- Theatrical release poster
- Directed by: Riley Thomson
- Produced by: Walt Disney
- Starring: Walt Disney Marcellite Garner Ward Kimball Fred Moore Florence Gill Gertrude Lawrence
- Music by: Charles Wolcott
- Animation by: Ward Kimball Walt Kelly Fred Moore Claude Smith David Swift Les Clark Art Fitzpatrick (effects)
- Layouts by: Charles Conner
- Color process: Technicolor
- Production company: Walt Disney Productions
- Distributed by: RKO Radio Pictures (original) Buena Vista Distribution (reissue)
- Release date: June 20, 1941;
- Running time: 9 minutes
- Country: United States
- Language: English

= The Nifty Nineties =

1941 Mickey Mouse cartoon

The Nifty Nineties is an animated short film produced in Technicolor by Walt Disney Productions and released to theaters on June 20, 1941, by RKO Radio Pictures. The animated short was directed by Riley Thomson and animated by Ward Kimball, Walt Kelly, Fred Moore, Claude Smith, David Swift, and Les Clark with effects animation by Art Fitzpatrick. It was the 113th short in the Mickey Mouse film series to be released, and the fourth in that year. The film stars Mickey and Minnie Mouse and romanticizes the decade of the 1890s.

The film features original and adapted music by Charles Wolcott. The voice cast includes Walt Disney as Mickey and Marcellite Garner as Minnie. Animators Ward Kimball and Fred Moore have cameos where they each voice a caricatured version of themselves.

==Plot==

Mickey and Minnie meet in The Nifty Nineties.

Set in the springtime, sometime in the 1890s, Mickey and Minnie Mouse happen to meet each other in a public park one day. Minnie attracts Mickey by intentionally dropping her handkerchief so that Mickey will return it to her.

They attend a vaudeville show where they first see a slideshow presentation called "Father, Dear, Father", which features the song "Come Home, Father" by Henry Clay Work. In the show, a daughter attempts to get her father to leave a local tavern because he had not come right home from work as promised and got drunk at the tavern. In the fourth picture in the slideshow, we see the clock tower, which reads 1:00 am. With the mother home watching since tea and her son very sick in her arms, there can only be hope that the father comes home, but the father is too drunk to listen to the daughter, eventually forcing her to bring her father home herself. The slideshow causes Minnie to cry, but Mickey tries to comfort her, saying, "Don't take it so hard. It's only a show". The final slide shows a postcard with the words P.S. "He came home!", indicating that the father and daughter had made it back home.

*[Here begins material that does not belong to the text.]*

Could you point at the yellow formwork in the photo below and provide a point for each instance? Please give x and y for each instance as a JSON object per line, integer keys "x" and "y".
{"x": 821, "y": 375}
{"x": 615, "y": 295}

The next act is "Fred & Ward, Two Clever Boys From Illinois" which features two song and dance men. Fred and Ward are caricatures of Disney animators Fred Moore and Ward Kimball, who also voiced the characters.

After the show is over, Mickey and Minnie cruise the roads of the countryside in a Brass Era car. Goofy rides by on a penny-farthing bicycle (which topples over), and Donald Duck, Daisy Duck, Huey, Dewey and Louie ride on a bicycle built for five. At last, in a scene reminiscent of Plane Crazy, the car crashes with a cow. Mickey and Minnie emerge from the wreckage unhurt, but when they try to kiss each other, the cow pops her head up between them.

==Voice cast==
- Mickey Mouse: Walt Disney
- Minnie Mouse: Marcellite Garner
- Fred: Fred Moore
- Ward: Ward Kimball
- Hens: Florence Gill And Gertrude Lawrence
- Singers: Thurl Ravenscroft, Max Smith, John Rarig, Bill Days

==Songs==
Except one song, "The Gay Nineties" (the opening song), this short featured mostly authentic songs which would have been familiar around this era, most of which were performed by the vocal quartet The Sportsmen, which featured Thurl Ravenscroft in one of his earliest projects for Disney.

The songs include:
- "The Fountain in the Park"
- "Come Home, Father"
- "There'll Be a Hot Time in the Old Town Tonight"
- "Old Folks at Home"
- "In the Good Old Summertime"

==Notes==
Part of the dance sequence with Fred and Ward was reused in a scene in Jiminy Cricket's You and Your Senses of Taste and Smell.

==Home media==
The short was released on May 18, 2004, on Walt Disney Treasures: Mickey Mouse in Living Color, Volume Two: 1939-Today. and on the DVD of Walt Disney's Pollyanna.